As habitat loss and road accidents afflict koalas, chlamydia could further stress this species. [Credit: Nghia Nguyen/Unsplash | Unsplash license]
Researchers always knew koalas contract chlamydia, but until now they had no idea how sick the animals could get from the infection.
Sixty-six percent of koalas infected with chlamydia go on to develop disease symptoms, according to a study published last month in Nature. That amazed Peter Timms, the lead author on the study and a professor of microbiology at the University of the Sunshine Coast.
Timms and his team from the university found that two-thirds of infected koalas go on to fully develop chlamydia. The rest remain free of symptoms.
“This is important as it suggests that most animals — not all though — cannot cure themselves,” Timms said in an email.
With koalas losing habitat and road accidents increasing, chlamydia further threatens the species.
The researchers gathered the data between 2013 and 2017 at a koala management program, where free-living koalas were captured, monitored and managed by experienced veterinarians. The veterinarians inspected koalas entering and exiting the program to check for health problems, including chlamydia.
The chlamydia inflames the mucus membranes in the eyes, reproductive tracts and bladder, explains David Phalen, a veterinarian at the University of Sydney, who was not involved with the study.
“It’s a very horrible disease, in that the changes in the eyes can result in clouding of the cornea — severe inflammation of the eyes which can lead to blindness, which is very painful,” Phalen says. After battling the condition for a long time, koalas eventually become sterile.

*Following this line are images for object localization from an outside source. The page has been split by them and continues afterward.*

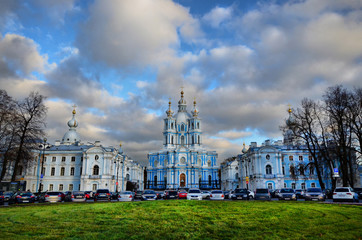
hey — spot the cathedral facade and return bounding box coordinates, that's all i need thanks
[22,108,144,193]
[147,90,219,190]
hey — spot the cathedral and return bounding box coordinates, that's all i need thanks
[147,90,219,190]
[22,107,144,193]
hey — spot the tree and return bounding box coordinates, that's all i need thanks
[11,92,47,182]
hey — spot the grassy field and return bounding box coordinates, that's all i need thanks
[0,201,361,239]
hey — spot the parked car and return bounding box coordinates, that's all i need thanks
[65,191,86,202]
[3,191,14,202]
[84,191,93,200]
[111,192,119,200]
[134,191,143,200]
[94,189,111,201]
[178,190,188,199]
[9,192,36,204]
[223,191,230,199]
[201,191,211,199]
[247,190,255,199]
[295,189,305,199]
[231,189,250,200]
[118,191,134,202]
[255,188,271,201]
[323,189,333,199]
[210,190,224,200]
[37,192,47,203]
[155,191,164,199]
[0,192,4,205]
[333,187,358,202]
[164,190,178,200]
[45,191,64,203]
[141,190,157,200]
[187,189,203,200]
[279,188,297,200]
[304,188,325,201]
[271,189,280,198]
[353,188,362,199]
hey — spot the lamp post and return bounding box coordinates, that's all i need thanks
[114,156,120,193]
[38,138,47,194]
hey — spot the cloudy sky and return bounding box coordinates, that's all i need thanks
[1,0,361,165]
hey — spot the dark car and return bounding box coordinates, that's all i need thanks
[353,188,362,199]
[65,191,87,202]
[84,191,93,200]
[9,192,36,204]
[255,188,271,200]
[295,189,305,199]
[323,189,333,199]
[0,192,4,205]
[141,190,157,201]
[279,188,296,200]
[164,190,178,200]
[3,191,14,202]
[111,192,119,200]
[135,191,143,200]
[94,189,111,201]
[155,191,163,199]
[231,189,250,200]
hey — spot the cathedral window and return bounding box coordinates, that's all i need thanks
[95,155,99,160]
[192,122,194,129]
[181,124,185,132]
[299,165,304,175]
[154,175,157,186]
[282,166,285,175]
[93,165,99,175]
[171,136,174,144]
[181,136,185,145]
[70,167,75,176]
[171,123,174,129]
[266,165,272,175]
[309,165,314,175]
[42,167,45,175]
[284,183,287,188]
[165,136,167,144]
[154,160,158,167]
[198,135,200,144]
[207,160,211,167]
[208,175,212,186]
[60,167,65,176]
[197,122,200,129]
[180,157,186,164]
[308,156,312,161]
[192,137,194,144]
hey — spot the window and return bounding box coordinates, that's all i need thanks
[51,167,55,176]
[126,174,130,181]
[198,135,200,144]
[40,183,43,191]
[17,166,23,175]
[80,167,82,175]
[192,137,194,144]
[208,175,212,186]
[310,165,314,175]
[154,160,158,167]
[268,183,273,190]
[41,167,45,175]
[308,156,312,161]
[192,123,194,129]
[81,157,83,162]
[284,183,287,188]
[70,167,75,176]
[95,155,99,160]
[311,183,316,188]
[291,183,296,189]
[266,154,270,160]
[71,156,75,162]
[32,184,35,192]
[126,167,129,171]
[207,160,211,167]
[235,173,239,179]
[301,183,305,190]
[197,122,200,129]
[180,157,186,164]
[93,165,99,175]
[79,184,81,191]
[165,136,167,144]
[299,156,303,161]
[49,184,54,191]
[181,136,185,145]
[69,184,73,191]
[62,156,66,162]
[59,184,63,191]
[52,157,56,162]
[154,175,157,186]
[171,136,174,144]
[171,123,174,129]
[92,184,97,191]
[44,157,47,162]
[282,166,285,175]
[181,125,185,131]
[289,156,293,161]
[266,165,272,174]
[60,167,65,176]
[299,165,304,175]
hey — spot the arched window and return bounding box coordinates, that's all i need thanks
[299,165,304,175]
[171,136,174,144]
[93,165,99,175]
[181,136,185,145]
[95,155,99,160]
[267,183,273,190]
[181,125,185,131]
[235,173,239,179]
[126,174,130,181]
[198,135,200,144]
[70,167,75,176]
[165,136,167,144]
[154,160,158,167]
[311,182,316,187]
[301,183,305,190]
[282,166,285,175]
[60,167,65,176]
[171,123,174,129]
[192,137,194,144]
[266,165,272,175]
[192,122,194,129]
[154,175,157,186]
[180,157,186,164]
[197,122,200,129]
[208,175,212,186]
[284,183,287,188]
[207,160,211,167]
[291,183,296,189]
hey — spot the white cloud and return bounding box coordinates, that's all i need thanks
[203,6,233,28]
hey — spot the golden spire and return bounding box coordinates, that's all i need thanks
[288,104,292,114]
[72,104,77,114]
[119,141,122,147]
[193,97,196,106]
[181,86,184,97]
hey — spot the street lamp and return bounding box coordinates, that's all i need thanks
[114,156,120,193]
[114,142,125,193]
[38,138,47,194]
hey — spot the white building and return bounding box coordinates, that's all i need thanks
[220,157,240,191]
[23,108,144,193]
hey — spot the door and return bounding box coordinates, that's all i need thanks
[180,173,186,187]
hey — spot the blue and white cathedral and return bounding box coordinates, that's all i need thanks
[147,90,219,189]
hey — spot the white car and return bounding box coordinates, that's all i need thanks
[210,190,224,200]
[201,191,211,199]
[248,190,255,199]
[333,187,358,202]
[187,189,203,200]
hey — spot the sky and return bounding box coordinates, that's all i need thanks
[0,0,361,165]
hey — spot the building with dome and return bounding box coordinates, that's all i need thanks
[22,107,144,193]
[146,90,219,190]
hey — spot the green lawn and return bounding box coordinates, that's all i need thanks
[0,201,361,239]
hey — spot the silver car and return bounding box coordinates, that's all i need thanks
[118,191,134,202]
[305,188,325,201]
[255,188,271,201]
[69,191,86,202]
[45,191,64,203]
[210,190,224,200]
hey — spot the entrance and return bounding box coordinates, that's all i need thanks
[180,173,186,187]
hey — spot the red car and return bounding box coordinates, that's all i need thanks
[178,190,188,199]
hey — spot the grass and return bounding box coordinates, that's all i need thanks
[0,201,361,239]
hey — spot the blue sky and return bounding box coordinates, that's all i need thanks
[0,0,361,164]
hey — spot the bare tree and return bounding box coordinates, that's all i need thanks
[11,92,47,182]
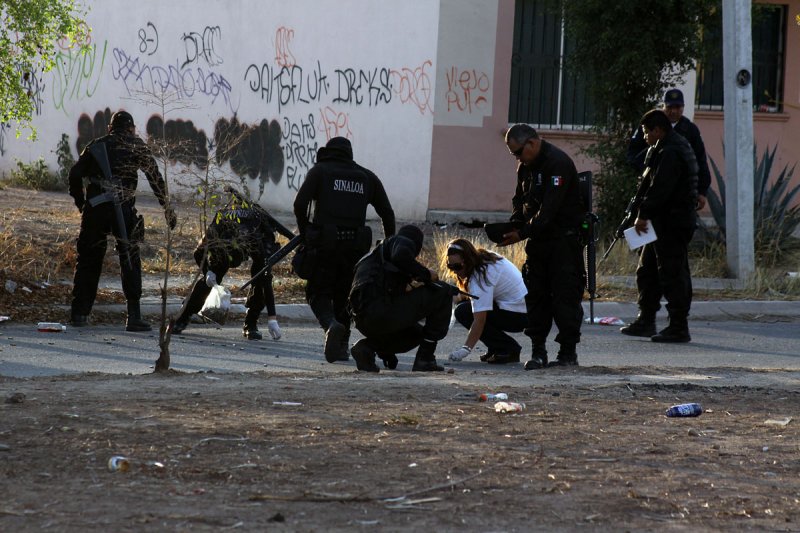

The Australian Koala Foundation estimates there are between 47,000 and 85,000 koalas in the wild. That may sound like plenty of koalas, but those numbers are actually worryingly low, according to scientists. In fact, some researchers consider koalas “functionally extinct.” This size of a population might not be able to sustain populations into the future. Understanding disease progression is one way to stop koalas from actually going extinct.
A second finding published in the study suggests chlamydia might be even harder to treat than scientists previously thought. The researchers found that different strains of chlamydia affect different parts of the body. And each strain, such as those affecting the eyes, reproductive tract or bladder, requires a different treatment.
On top of that, koalas are notoriously difficult to treat with pharmaceutical drugs. Since they regularly consume toxins in eucalyptus leaves, their bodies treat human-produced drugs as another chemical to get rid of, Phalen says. Now that researchers know that only a small portion of koalas recover from chlamydia, the urgency for a vaccine has grown higher.
Vaccines aren’t the only way to help koalas fight chlamydia, says Rebecca Larkin from Ipswich Koala Protection Society in Australia, who was not involved in the study. Mitigating habitat loss can’t be overlooked.
“By destroying, fragmenting and degrading habitat across the koala’s entire range, we have made it harder for individual koalas to retain their [reproductive success] and therefore their ability to recover from disease,” says Larkin.
Nonetheless, the plight of each beloved gray marsupial infected and sickened by chlamydia also touches researchers on an individual level.
“If you find a koala that’s infected, you know that animal, in most circumstances, is going to get quite sick,” Phalen says. “And we shouldn’t assume that’s not a significant finding.”